W杯に防災対策急務

都市防災研究会幹事 野上 純与(『神奈川新聞』2002年2/6『提言箱』掲載)


 日韓共同開催の、サッカー2002年ワールドカップが5月31日に開会し、6月30日には決勝戦が、鶴見川多目的遊水地にある横浜国際総合競技場で行われる。

 東アジアそして世界の平和的安定のためにも、サッカー2002年ワールドカップの果たす役割は大きく、ぜひ成功させなければならない。

 そのワールドカップを成功させるために、最も大切なことは、外国から来日する選手、応援団、観光客はじめ、市民の生命、身体、財産の安全を確保することである。

 そのために、警察・公安当局は、フーリガンなどを視野に入れた防犯対策に万全を期して、最善をつくしている。

 しかし、その防犯対策に比べて、きわめて切迫している神奈川県西部地震や東海巨大地震に対応する防災対策は、決して十分とはいえない。

 東海巨大地震神奈川県西部地震は、1972年に発生した八丈島東方沖地震を、長期的前兆とする。
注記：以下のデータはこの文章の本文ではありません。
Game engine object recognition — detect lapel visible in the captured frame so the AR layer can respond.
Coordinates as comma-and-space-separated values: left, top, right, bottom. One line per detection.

以後、東海巨大地震には、1996年に震源域における微小地震の活動が静穏化する中期的前兆が現れ、いま、震源域の地殻変動は、沈降から隆起へと質的に変化しつつあり、2002年春から2004年春までの間に、短期的前兆としての地震活動を経て発震する現実的可能性がある。
 また、神奈川県西部地震は、三宅島火山の活動以後、短期的前兆期にある。

 その現象として、2001年6月から同年11月にかけて、神奈川県西部地震の栗源域である西相模湾断裂の西側にある箱根火山の山体が膨張する地殻変動があり、同年12月8日には、その西相模湾断裂の北側にある丹沢山地を震源とするマグニチュード4.6の小地震が発生している。

 「備えあれば、うれいなし」。防犯対策にあわせて、直面する東海巨大地震神奈川県西部地震の防災対策に万全を期すことはワールドカップ成功への前提条件であり、その条件を充たすことが急務である。